Irgendwann kehrte er dann wieder zurück in seine Heimatstadt Heidelberg, obwohl er das eigentlich immer tunlichst vermeiden wollte. „Ich wollte nie zurück nach Hause, aber es war damals die einzige Stelle, die in Frage kam“, lacht er, fast so, als ob er sich dafür entschuldigen wollte. Vorwärts immer, rückwärts nimmer, hätte vielleicht Honecker das Dilemma kommentiert. Als dann 2013 das Angebot kam, an der Fürst-Stirum-Klinik in Bruchsal eine komplett neue Abteilung und ein brandneues Herzkatheterlabor aufzubauen, zögerte er nicht lange und sagte zu. „Das hat mich einfach gereizt“, erzählt der Doc, der sich bereits 2016 für die Errichtung eines zweiten Herzkatheterlabors eingesetzt hat, nachdem das erste innerhalb kürzester Zeit – sagen wir – starken Anklang bei den Patienten gefunden hat. Musste man bis 2013 im Falle eines Falles noch bis Karlsruhe oder Heidelberg transportiert werden, gilt mittlerweile Bruchsal mit seinen zwei Laboren als erste Adresse bei entsprechend gelagerten Notfällen.

Doch so gut es ist, diese Einrichtung in der Nähe zu wissen, noch schöner ist es, sie niemals von innen sehen zu müssen. Deswegen empfiehlt es sich, immer auf das eigene Herz zu hören und zu achten, und das nicht nur im romantischen Sinne.

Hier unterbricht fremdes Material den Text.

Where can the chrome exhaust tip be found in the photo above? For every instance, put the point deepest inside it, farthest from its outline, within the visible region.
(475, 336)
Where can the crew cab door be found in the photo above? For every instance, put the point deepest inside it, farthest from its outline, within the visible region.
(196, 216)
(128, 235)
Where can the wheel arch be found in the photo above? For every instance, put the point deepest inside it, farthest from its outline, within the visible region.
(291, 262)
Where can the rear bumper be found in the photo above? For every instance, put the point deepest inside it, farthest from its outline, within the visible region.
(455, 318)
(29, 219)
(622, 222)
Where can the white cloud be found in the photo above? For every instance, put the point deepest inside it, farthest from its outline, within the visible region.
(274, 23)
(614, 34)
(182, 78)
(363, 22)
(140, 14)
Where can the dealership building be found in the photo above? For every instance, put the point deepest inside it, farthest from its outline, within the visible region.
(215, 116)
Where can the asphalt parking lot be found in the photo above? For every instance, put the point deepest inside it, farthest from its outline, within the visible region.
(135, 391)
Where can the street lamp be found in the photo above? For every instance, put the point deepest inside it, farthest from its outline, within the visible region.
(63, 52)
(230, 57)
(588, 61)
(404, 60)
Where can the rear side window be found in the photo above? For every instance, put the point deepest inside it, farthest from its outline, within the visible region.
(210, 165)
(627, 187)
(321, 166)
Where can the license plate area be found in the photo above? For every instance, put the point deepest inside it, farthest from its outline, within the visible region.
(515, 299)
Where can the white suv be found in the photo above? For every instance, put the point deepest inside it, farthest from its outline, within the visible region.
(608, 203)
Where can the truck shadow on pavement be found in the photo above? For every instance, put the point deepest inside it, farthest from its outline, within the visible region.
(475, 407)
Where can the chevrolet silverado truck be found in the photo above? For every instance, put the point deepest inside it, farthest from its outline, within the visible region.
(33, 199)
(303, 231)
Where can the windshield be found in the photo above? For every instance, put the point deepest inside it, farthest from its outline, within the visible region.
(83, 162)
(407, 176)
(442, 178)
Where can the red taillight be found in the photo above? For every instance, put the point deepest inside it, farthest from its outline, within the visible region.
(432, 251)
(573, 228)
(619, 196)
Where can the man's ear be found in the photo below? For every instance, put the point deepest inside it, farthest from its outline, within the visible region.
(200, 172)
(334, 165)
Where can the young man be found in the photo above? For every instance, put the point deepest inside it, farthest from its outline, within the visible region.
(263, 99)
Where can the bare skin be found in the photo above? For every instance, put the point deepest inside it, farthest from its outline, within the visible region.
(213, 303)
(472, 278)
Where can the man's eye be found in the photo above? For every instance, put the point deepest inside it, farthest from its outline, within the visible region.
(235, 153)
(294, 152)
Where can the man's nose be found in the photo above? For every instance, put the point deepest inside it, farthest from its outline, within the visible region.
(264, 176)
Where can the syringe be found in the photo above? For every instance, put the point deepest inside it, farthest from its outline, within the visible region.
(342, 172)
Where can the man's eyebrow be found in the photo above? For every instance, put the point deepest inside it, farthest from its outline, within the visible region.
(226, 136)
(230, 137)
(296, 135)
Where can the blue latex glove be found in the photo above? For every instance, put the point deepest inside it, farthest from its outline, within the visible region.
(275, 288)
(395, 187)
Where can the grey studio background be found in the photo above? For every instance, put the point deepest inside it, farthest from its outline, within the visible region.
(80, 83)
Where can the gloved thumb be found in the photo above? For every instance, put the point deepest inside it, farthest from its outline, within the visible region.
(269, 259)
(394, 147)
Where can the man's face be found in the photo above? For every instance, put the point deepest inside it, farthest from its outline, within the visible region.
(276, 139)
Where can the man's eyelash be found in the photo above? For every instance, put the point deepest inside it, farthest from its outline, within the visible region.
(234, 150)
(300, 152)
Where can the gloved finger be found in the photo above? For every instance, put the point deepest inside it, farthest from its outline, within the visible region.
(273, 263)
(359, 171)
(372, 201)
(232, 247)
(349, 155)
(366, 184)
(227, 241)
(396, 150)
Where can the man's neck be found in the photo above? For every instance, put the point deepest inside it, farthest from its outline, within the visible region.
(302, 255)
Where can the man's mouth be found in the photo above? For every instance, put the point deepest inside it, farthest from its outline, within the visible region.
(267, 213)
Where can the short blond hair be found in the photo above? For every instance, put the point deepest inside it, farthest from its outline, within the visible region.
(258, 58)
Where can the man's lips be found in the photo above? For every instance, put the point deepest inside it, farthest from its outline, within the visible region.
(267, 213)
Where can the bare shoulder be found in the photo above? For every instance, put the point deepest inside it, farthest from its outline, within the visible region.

Sie wissen, was jetzt kommt, auch wenn Sie es vielleicht nicht hören wollen. Mit jeder Zigarette, jedem fettigen Stück rotem Fleisch und jedem Tag unter Stress und ohne Bewegung erhöhen Sie Ihre Chance, Martin Andrassy endlich einmal persönlich kennenzulernen. Und obwohl er wirklich ein netter Kerl ist, gibt es deutlich schönere Dates als solche, die sich in Raum 5 und 12 im Erdgeschoss der Fürst-Stirum-Klinik abspielen.

Also, achten Sie auf Ihre gute alte Pumpe und vergessen Sie nicht: Nur weil’s Arscherl nach Haxn, Kraut, zehn Kippen und drei Asbach-Cola brummt, ist’s Herzerl no long net gsund. Seien Sie gut zu Ihrem Herzen, Sie haben nur eines.